De pronto, una voz megafónica, misteriosa y macabra pronunció rigurosa...

-         Por favor señores, NO HAY TIEMPO... NO HAY TIEMPO...  diríjanse a la compuerta de salida que se está abriendo en este momento.

Un escalofrío recorrió a todos los asistentes que enmudecieron ipso facto. Aquella voz enigmática, parecía haber absorbido todo el aire de la estancia. Nadie hablaba, nadie respiraba. Un sonido entre chirrioso y pesado se escuchó y todos miraron hacia donde provenía. Una enorme compuerta con varios palmos de acero templado de color mugre empobrecido, se arrastraba agonizante en su abertura, produciendo un ruido horrible y monstruoso que corroía los oídos y las mentes de los asistentes, cuya mirada se había vuelto impersonal y vidriosa. Empezaron a desfilar hacia aquella compuerta como autómatas poseídos por una fuerza superior. Parecía percibirse, como salido del averno, un hilo de coros desarmonizado y doliente que amortajaba la danza macabra de los que desfilaban. La abuela, asustada, y con los ojos abiertos en su horror, se aferró al brazo del abuelo que también observaba ese desfile inhumano.
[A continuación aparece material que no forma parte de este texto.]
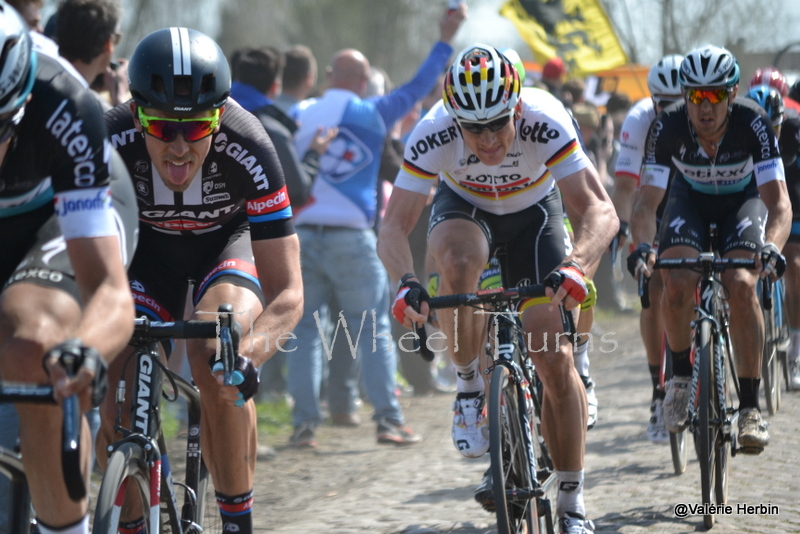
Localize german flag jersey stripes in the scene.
[395,88,591,215]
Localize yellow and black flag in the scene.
[500,0,628,76]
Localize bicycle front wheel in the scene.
[0,447,32,534]
[695,321,720,528]
[761,299,782,415]
[488,365,536,534]
[92,443,158,534]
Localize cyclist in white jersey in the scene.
[611,54,683,443]
[378,44,618,533]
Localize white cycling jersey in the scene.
[395,88,591,215]
[614,97,656,184]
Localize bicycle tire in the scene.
[695,320,717,528]
[92,442,156,534]
[761,292,782,415]
[662,352,687,475]
[488,365,537,534]
[0,448,33,534]
[714,330,733,510]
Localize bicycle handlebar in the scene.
[409,284,556,362]
[637,252,772,309]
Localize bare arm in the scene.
[67,236,134,362]
[558,167,619,276]
[758,180,792,250]
[244,234,303,367]
[378,187,428,282]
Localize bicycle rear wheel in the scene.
[662,350,686,475]
[488,365,537,534]
[695,320,719,528]
[92,443,159,534]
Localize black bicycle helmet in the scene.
[0,1,36,115]
[128,28,231,113]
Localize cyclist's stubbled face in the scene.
[461,107,520,165]
[686,87,736,141]
[132,104,224,192]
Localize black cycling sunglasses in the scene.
[458,114,511,135]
Al rato, ellos también se unieron a ese desfile y avanzaron tronando en sus oídos y en sus mentes aquel coro desvanecido y malsonante que se diluía por la estancia. Cuando atravesaron la compuerta, otro escalofrío los recorrió. El abuelo parecía impertérrito a todo, la abuela sin embargo se aferraba más y más a su brazo aterrorizada. Las luces de aquel salón desaparecieron y se intercambiaron por la luz del día... una pesada y empinada cuesta de la que, al igual que el salón, no se advertían sus límites, les esperaba. Dado el sobrepeso del abuelo, la abuela pensó que esa cuesta tan empinada era imposible que la escalara el abuelo. Lo miró, pero él no le devolvió la mirada, siguió andando impertérrito, autómata... inconsciente, iniciando esa cuesta.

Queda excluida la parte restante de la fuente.